Данный отрывок демонстрирует зависимость чувств от материальных предметов. Истома (Истома — Состояние расслабляющего восторга, томности; мление) является следствием задернутых кремовых (цвет, обладающий в авторской картине мира символическим значением) штор, жарко натопленной печки. Производный характер истомы подчеркнут семантикой глагола «рождать» (от Родить — 2. Дать (давать) начало чему-л. создать (создавать), послужить (служить) причиной появления чего-л.). Те же причинно-следственные отношения продемонстрированы и в следующем фрагменте:
«В верхнем слое простая человеческая радость от тепла, света и безопасности. А вот поглубже — ясная тревога, и привез ее Тальберг с собою только что» (19).

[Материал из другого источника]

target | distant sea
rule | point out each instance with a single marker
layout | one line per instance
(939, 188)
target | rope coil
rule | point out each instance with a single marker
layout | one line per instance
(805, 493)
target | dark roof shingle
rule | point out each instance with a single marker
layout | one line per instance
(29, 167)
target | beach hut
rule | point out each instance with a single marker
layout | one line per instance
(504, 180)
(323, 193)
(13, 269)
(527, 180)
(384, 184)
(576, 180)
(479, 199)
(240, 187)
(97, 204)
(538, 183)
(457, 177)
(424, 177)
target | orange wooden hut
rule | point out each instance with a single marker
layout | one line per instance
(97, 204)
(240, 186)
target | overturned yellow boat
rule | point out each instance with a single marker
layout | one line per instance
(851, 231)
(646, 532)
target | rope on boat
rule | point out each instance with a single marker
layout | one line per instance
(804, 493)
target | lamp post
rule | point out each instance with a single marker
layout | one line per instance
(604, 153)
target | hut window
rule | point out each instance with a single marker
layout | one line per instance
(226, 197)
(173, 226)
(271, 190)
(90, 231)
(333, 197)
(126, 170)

Свет и тепло, излучаемые лампой и печкой, порождают внутри квартиры состояние безопасности, господствующее под крышей турбинского дома, а оно в свою очередь вызывает сиюминутное чувство радости, которое оказывается ассоциировано с квартирой Турбиных. Лексема «тепло» реализует в данном контексте два значения (Тепло — 2. Нагретое состоящие чего-л. (воздуха, помещения, предмета). 5. Перен. Сердечность, доброта, ласка, доброе, сердечное отношение к кому-, чему-л.), связывая тем самым МП «Квартира» (см. Предметы-символы) и МП «Эмоциональное пространство дома».

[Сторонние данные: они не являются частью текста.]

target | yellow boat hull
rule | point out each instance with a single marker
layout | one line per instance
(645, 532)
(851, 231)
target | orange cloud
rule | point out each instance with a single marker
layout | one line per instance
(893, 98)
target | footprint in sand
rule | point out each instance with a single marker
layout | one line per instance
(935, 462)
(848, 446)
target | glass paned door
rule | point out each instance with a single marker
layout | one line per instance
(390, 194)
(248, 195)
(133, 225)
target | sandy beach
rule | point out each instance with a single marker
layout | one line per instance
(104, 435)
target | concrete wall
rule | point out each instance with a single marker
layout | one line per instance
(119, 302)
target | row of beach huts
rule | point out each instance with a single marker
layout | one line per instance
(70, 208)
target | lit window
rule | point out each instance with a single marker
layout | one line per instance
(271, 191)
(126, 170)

Однако в этом фрагменте появляется чувство, которое может разрушить и безопасность, и истому, и радость турбинского дома, но пока тревога приходит только как примета внешнего мира, от которого Турбины отгорожены «кремовыми шторами».
С момента ранения Турбина, связанного со страшными и непонятными городскими событиями, тревога (чувство из реального мира) начинает доминировать в доме Турбиных: «По всей квартире сухим ветром пронеслась тревога...» (229). Сравнение тревоги с одним из проявлений природной стихии («сухим ветром»), усиленное семантикой глагола «пронестись» (Пронестись — 1. Быстро распространиться (о слухе, вести и т. п.) — Распространиться — 1. Расширить круг своего действия, проявления, охватить собой многих), подчеркивает господство этого чувства. Вместе с тревогой в дом Турбиных вторгаются и другие чувства, находящиеся на отрицательном полюсе оценки:
«К вечеру, когда всюду зажглись лампы и давно в молчании и тревоге прошел обед трех — Елены, Николки и Лариосика, — ртутный столб, разбухая и рождаясь колдовским образом из густого серебряного шарика, выполз и дотянулся до деления 40,2°. Тогда тревога и тоска в розовой спальне вдруг стали таять и расплываться. Тоска пришла как серый ком, рассевшись на одеяле, а теперь она превратилась в желтые струны, которые потянулись, как водоросли в воде. Забылись и практика и страх, что будет, потому что все заслонили эти водоросли» (156).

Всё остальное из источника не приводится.